The other current isn’t hunting the other kingdoms, like fungi or animals. There doesn’t seem to be any biosignature arising from them that can be developed with current or near-term observational equipment. So the plant kingdom gets special attention. The other current is looking for intelli-signatures, to coin a word to mean something that can only arise from intelligent organisms. The hoary one is listening for some electromagnetic signal that sufficiently departs from natural sources that it can be seized upon as evidence of intelligent life. Another one is looking for evidence of very large structures, or in general, any gigantic engineering projects. Being so far from capable of doing such things, we don’t have much of a list to go on, and not much details for those things which are candidates for being on the list. Perhaps someday in the not too distant future we would be able to look for terra-forming, i.e., a planet which looks habitable from a temperature point of view, but shouldn’t for some reason. Or we might look for planets with climate control, which would require even finer observational equipment.

All this is rendered somewhat OBE, overcome by events, if the hypothetical assumption made at the outset of this post is true. A civilization will stay on a planet only for a few millennia, during which time it develops asymptotic technology and makes the decision to bid the planet goodbye, and become interstellar nomads. Ten millennia is such a short time to inhabit a planet, and an even shorter part of that time is when the planet might be emanating some electromagnetic radiation that could be detected. Once star travel is possible, the planet shuts down and turns the lights, and radios, off.

Our search for electromagnetics can only be successful with a nearby solar system having a transmitter, as the r-squared losses mount up and make any emanation from a distant planet too deep in the generic noise of the galaxy to be detected. Say over the lifetime of the galaxy there is a uniform probability of life originating on a habitable planet, and for the sake of the argument, assume it is high. Using ten billion years as the age of the galaxy, an intelligent alien civilization might emanate some EM transmission for a thousand, which is one ten-millionth of the total age. After that they are cruising the stars. So we would have a ten-millionth chance of listening when they are on, and maybe we could double that if we listen for a whole millennia ourselves. If there are a thousand habitable stars within the detection range of our best possible listening apparatus, whatever that might be, we would be up to two ten-thousands chance of hearing something.
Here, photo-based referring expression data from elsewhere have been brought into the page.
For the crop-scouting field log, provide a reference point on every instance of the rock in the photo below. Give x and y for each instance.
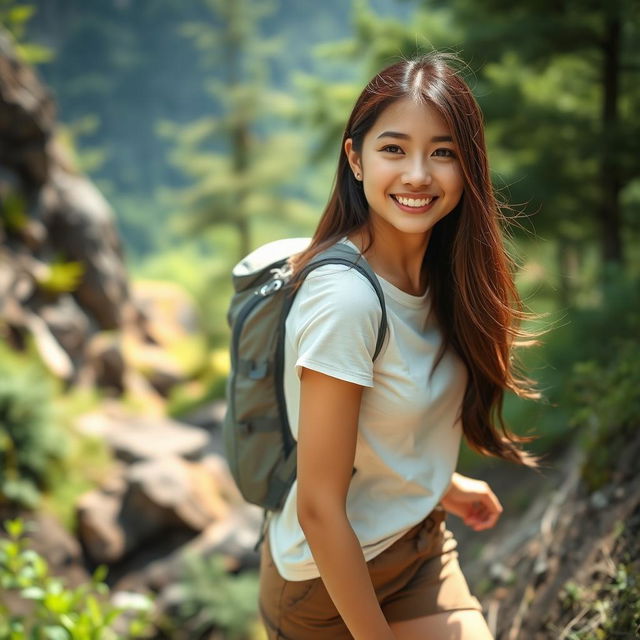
(98, 513)
(49, 349)
(83, 228)
(175, 493)
(141, 438)
(144, 501)
(105, 363)
(207, 416)
(157, 365)
(27, 114)
(232, 538)
(68, 324)
(170, 312)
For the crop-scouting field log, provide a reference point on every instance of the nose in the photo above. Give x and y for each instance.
(417, 173)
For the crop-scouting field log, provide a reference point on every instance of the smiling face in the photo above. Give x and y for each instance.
(409, 168)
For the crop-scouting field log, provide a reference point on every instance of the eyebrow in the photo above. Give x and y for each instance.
(406, 136)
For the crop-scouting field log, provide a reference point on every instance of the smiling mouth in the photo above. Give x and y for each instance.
(414, 203)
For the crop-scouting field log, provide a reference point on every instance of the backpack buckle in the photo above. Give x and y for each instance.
(271, 287)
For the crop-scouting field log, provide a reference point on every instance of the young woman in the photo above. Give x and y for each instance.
(360, 548)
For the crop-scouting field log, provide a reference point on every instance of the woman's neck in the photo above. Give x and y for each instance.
(397, 258)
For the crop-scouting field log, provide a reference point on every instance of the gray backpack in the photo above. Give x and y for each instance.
(260, 448)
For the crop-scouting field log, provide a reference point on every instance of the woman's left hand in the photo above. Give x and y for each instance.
(472, 501)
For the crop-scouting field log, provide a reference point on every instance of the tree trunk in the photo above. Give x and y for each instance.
(609, 214)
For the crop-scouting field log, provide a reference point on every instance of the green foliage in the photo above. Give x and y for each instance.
(62, 277)
(57, 612)
(15, 17)
(13, 215)
(214, 599)
(607, 401)
(608, 606)
(31, 444)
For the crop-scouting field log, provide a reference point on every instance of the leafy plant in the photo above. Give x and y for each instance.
(15, 17)
(607, 405)
(31, 445)
(62, 277)
(58, 612)
(211, 598)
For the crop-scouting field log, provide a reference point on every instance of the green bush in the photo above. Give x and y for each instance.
(58, 612)
(213, 599)
(31, 444)
(607, 409)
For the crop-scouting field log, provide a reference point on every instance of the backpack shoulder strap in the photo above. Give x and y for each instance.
(341, 253)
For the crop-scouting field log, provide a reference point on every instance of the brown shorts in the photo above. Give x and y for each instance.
(418, 575)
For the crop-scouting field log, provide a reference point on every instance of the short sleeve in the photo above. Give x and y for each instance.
(334, 323)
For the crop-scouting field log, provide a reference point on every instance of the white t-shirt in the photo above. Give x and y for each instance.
(409, 427)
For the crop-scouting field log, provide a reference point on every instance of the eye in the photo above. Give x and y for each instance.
(392, 148)
(444, 152)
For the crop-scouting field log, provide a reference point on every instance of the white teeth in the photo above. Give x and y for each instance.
(412, 202)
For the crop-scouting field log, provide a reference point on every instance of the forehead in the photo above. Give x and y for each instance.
(411, 117)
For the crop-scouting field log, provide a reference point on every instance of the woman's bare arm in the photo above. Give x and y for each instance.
(328, 428)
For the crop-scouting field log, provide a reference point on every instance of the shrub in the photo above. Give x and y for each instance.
(58, 612)
(31, 444)
(213, 599)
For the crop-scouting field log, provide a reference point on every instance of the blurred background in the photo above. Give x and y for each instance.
(145, 147)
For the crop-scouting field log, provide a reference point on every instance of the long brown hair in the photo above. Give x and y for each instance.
(469, 270)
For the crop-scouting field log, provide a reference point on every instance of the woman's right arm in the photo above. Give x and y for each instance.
(328, 427)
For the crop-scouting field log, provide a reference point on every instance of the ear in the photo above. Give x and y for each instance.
(353, 157)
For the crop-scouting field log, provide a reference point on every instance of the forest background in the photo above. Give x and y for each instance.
(213, 126)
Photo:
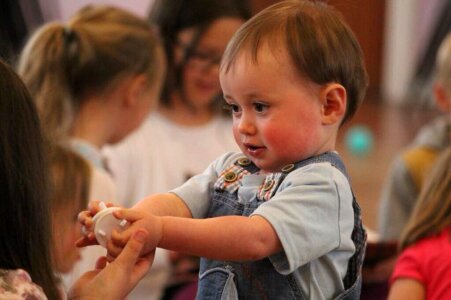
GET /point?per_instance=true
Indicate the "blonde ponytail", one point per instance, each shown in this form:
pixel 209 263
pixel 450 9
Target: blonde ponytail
pixel 43 67
pixel 63 65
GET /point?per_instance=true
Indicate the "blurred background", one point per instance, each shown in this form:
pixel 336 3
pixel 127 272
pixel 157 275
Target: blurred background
pixel 399 39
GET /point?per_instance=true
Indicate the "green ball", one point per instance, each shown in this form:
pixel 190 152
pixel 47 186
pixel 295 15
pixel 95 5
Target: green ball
pixel 359 140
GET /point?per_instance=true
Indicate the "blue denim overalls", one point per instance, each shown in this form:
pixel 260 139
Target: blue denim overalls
pixel 259 279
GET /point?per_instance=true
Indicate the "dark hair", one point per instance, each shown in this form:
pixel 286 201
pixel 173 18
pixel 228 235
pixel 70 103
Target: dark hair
pixel 25 227
pixel 321 46
pixel 173 16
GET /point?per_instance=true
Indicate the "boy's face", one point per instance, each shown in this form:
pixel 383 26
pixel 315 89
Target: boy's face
pixel 276 112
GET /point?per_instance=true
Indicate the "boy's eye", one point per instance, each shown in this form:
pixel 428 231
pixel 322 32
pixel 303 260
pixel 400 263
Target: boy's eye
pixel 260 107
pixel 232 108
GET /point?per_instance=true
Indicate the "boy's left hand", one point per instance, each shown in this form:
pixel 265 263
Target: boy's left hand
pixel 137 220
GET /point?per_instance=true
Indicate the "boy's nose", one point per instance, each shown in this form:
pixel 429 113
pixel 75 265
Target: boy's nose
pixel 246 125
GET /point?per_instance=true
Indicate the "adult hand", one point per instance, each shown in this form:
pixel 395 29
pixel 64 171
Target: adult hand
pixel 138 220
pixel 117 279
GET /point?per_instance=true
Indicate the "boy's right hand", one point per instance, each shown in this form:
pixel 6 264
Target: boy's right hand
pixel 138 220
pixel 85 218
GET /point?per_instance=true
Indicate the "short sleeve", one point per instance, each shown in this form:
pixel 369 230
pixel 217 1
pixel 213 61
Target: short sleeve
pixel 409 265
pixel 312 215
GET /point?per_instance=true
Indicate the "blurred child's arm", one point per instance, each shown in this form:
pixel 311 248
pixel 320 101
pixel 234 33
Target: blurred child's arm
pixel 407 288
pixel 226 238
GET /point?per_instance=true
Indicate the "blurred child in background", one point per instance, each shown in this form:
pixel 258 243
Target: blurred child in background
pixel 94 80
pixel 26 268
pixel 411 167
pixel 71 178
pixel 423 269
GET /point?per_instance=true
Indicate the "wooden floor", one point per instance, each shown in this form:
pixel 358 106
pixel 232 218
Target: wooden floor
pixel 393 128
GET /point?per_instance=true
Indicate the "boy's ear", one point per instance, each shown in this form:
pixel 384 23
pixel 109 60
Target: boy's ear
pixel 136 86
pixel 333 97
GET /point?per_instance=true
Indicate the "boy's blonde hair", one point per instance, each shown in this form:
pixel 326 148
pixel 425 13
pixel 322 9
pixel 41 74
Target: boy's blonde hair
pixel 443 64
pixel 432 211
pixel 320 44
pixel 62 64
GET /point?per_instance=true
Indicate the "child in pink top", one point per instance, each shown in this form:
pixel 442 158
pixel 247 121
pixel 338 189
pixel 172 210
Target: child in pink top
pixel 423 269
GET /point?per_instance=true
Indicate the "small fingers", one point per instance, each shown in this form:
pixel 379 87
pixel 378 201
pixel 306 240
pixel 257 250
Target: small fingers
pixel 130 215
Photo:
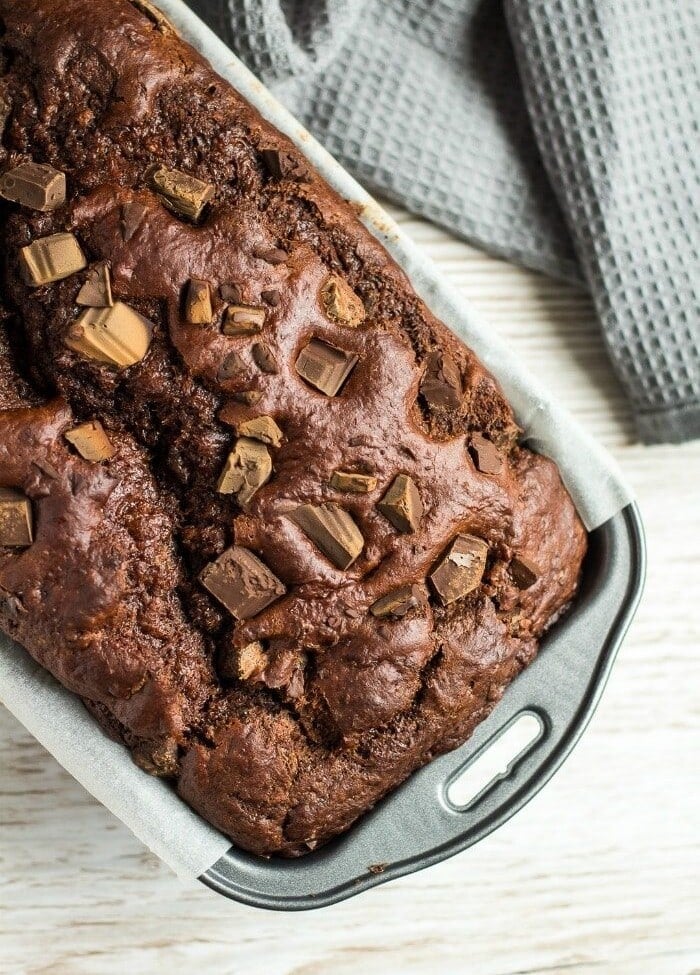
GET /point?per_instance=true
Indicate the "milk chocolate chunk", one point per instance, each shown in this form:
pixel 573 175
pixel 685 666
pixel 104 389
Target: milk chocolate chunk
pixel 261 428
pixel 273 255
pixel 185 195
pixel 241 582
pixel 485 455
pixel 131 217
pixel 524 572
pixel 16 525
pixel 91 441
pixel 117 336
pixel 97 290
pixel 356 483
pixel 34 185
pixel 247 468
pixel 324 366
pixel 461 569
pixel 397 603
pixel 332 529
pixel 51 258
pixel 402 504
pixel 198 310
pixel 264 359
pixel 340 302
pixel 243 320
pixel 441 384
So the concept of interstellar nomads, if it proves to have any merit, would essentially doom such an attempt at intelli-signature detection, at least of the type initially thought of. As for finding planetary changes, such as climate modification or terra-forming, well, they just aren’t doing that. They could care less what happens to planets, except insofar as they would be good for mining or energy sources. Building some large structure near a star? Also not interesting.
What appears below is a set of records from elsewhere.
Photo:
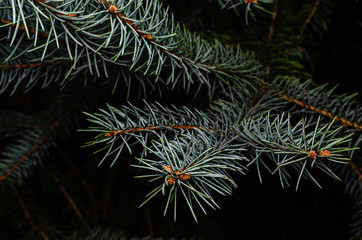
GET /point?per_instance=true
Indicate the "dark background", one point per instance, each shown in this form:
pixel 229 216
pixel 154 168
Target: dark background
pixel 254 211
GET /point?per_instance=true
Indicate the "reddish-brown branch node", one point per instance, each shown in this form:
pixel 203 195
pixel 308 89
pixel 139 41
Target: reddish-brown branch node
pixel 314 154
pixel 174 175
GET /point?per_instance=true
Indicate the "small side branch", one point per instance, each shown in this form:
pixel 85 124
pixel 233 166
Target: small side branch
pixel 133 130
pixel 320 111
pixel 32 65
pixel 314 9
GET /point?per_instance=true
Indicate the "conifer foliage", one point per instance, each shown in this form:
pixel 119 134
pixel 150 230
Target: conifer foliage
pixel 157 88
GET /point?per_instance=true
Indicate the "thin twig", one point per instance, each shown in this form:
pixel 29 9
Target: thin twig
pixel 149 222
pixel 30 219
pixel 314 9
pixel 71 202
pixel 321 111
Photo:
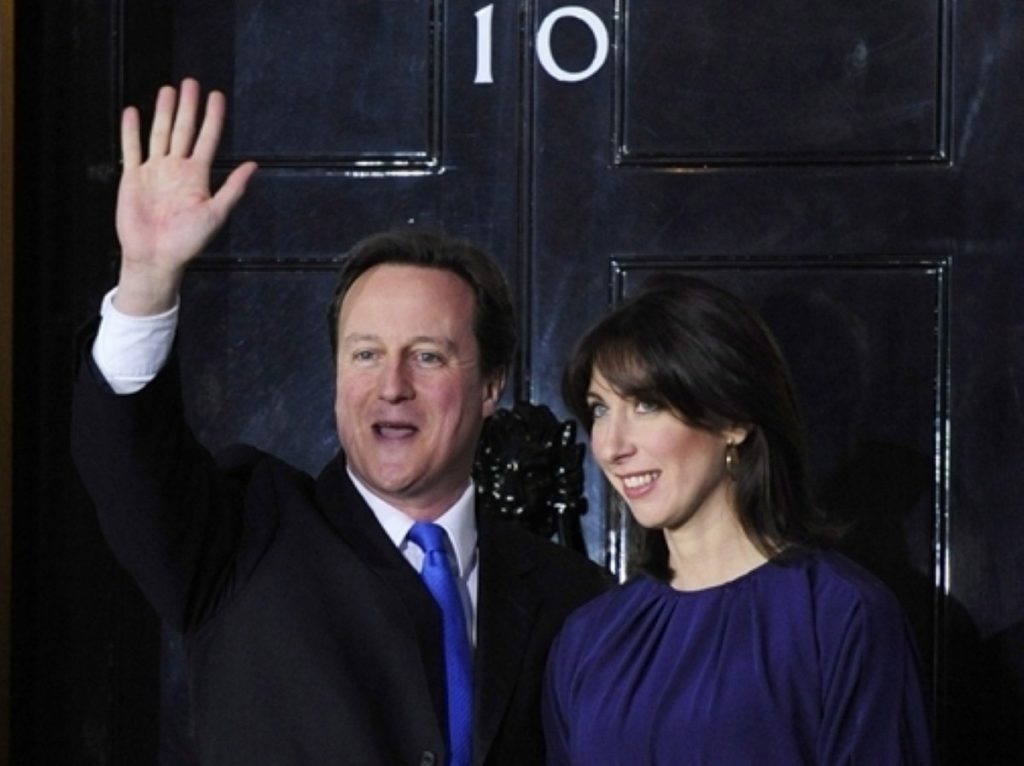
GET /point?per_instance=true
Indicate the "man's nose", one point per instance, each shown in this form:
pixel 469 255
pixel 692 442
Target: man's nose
pixel 395 384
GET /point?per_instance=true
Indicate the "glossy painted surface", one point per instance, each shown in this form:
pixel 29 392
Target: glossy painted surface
pixel 854 170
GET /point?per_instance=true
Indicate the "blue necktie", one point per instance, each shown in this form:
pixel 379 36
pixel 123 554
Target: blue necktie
pixel 458 658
So it is worthwhile trying to determine if there could be any motivation that we have not yet appreciated for becoming interstellar nomads, as it conditions how we search for intelligent life. We would want to know if it is reasonable, and then what signatures, if any, there might be from a starship either making its way between stars, or hanging around some solar system, refueling and replenishing stocks of materials lost in the recycling process.
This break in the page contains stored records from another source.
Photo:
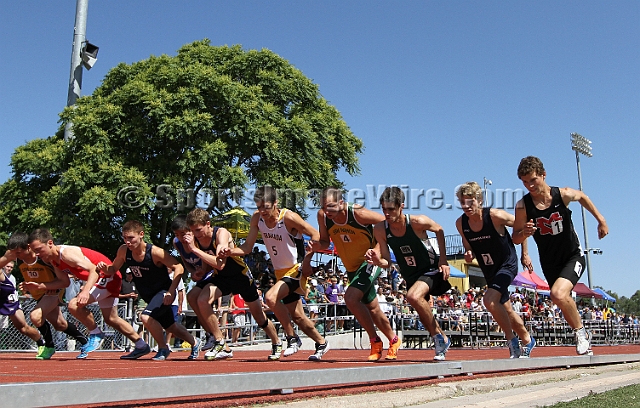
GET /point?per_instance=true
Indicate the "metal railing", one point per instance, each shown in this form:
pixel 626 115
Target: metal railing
pixel 470 329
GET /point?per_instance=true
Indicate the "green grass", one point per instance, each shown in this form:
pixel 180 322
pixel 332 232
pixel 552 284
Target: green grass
pixel 619 398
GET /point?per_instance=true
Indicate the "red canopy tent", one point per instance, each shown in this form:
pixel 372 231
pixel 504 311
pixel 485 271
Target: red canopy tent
pixel 540 283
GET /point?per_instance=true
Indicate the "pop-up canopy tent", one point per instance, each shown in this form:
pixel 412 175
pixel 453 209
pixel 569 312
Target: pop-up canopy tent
pixel 456 273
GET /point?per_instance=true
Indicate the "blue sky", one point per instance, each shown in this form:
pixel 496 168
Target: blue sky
pixel 440 92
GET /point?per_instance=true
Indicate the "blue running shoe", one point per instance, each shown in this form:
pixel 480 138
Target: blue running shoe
pixel 137 353
pixel 163 354
pixel 525 351
pixel 441 347
pixel 195 351
pixel 94 343
pixel 514 348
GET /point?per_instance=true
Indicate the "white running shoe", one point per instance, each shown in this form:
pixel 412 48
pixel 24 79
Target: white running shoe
pixel 293 345
pixel 514 348
pixel 321 350
pixel 583 342
pixel 441 347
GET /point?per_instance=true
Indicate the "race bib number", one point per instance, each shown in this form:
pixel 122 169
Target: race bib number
pixel 486 258
pixel 370 269
pixel 410 260
pixel 135 270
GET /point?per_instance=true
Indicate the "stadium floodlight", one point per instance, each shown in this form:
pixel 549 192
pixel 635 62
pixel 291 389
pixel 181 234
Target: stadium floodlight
pixel 89 55
pixel 582 145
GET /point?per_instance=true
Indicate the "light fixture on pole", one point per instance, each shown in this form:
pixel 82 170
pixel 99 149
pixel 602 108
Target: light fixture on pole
pixel 582 145
pixel 89 55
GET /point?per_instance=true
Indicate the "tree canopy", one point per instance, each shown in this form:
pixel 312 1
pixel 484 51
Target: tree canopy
pixel 215 118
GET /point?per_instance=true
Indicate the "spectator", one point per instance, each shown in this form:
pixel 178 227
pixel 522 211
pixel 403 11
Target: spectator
pixel 8 269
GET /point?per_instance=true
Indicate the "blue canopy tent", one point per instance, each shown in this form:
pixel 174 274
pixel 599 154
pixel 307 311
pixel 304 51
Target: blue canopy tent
pixel 456 273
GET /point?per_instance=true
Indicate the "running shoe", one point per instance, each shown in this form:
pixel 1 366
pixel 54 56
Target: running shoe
pixel 321 349
pixel 276 352
pixel 162 354
pixel 525 351
pixel 222 355
pixel 211 341
pixel 45 353
pixel 136 353
pixel 514 348
pixel 376 350
pixel 293 345
pixel 195 351
pixel 392 352
pixel 583 342
pixel 94 343
pixel 211 354
pixel 441 347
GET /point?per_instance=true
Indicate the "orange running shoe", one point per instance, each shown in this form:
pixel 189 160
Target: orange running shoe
pixel 376 351
pixel 392 353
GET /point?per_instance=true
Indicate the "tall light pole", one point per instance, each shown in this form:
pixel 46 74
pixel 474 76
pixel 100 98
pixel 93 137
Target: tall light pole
pixel 582 145
pixel 486 183
pixel 75 78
We don’t understand quite yet how useful it would be to mine asteroids. For an interstellar nomad ship, dropping down into the gravity well might be the last thing they would want to do, and so they would be most interested in those solar systems which have lots of the type of asteroids with things they have the largest losses of. Cleaned up solar systems might not be worth visiting, as the task of going from one to another demands a lot of resources as well as energy. One question, then, would be in what type of solar system would we be likely to find such a ship? At least then we would know where to look, provided we could develop the technology to find such systems. Right now, we can find larger planets and large dust disks. Finding small asteroids might be well beyond our capability now and in the near future. What to do?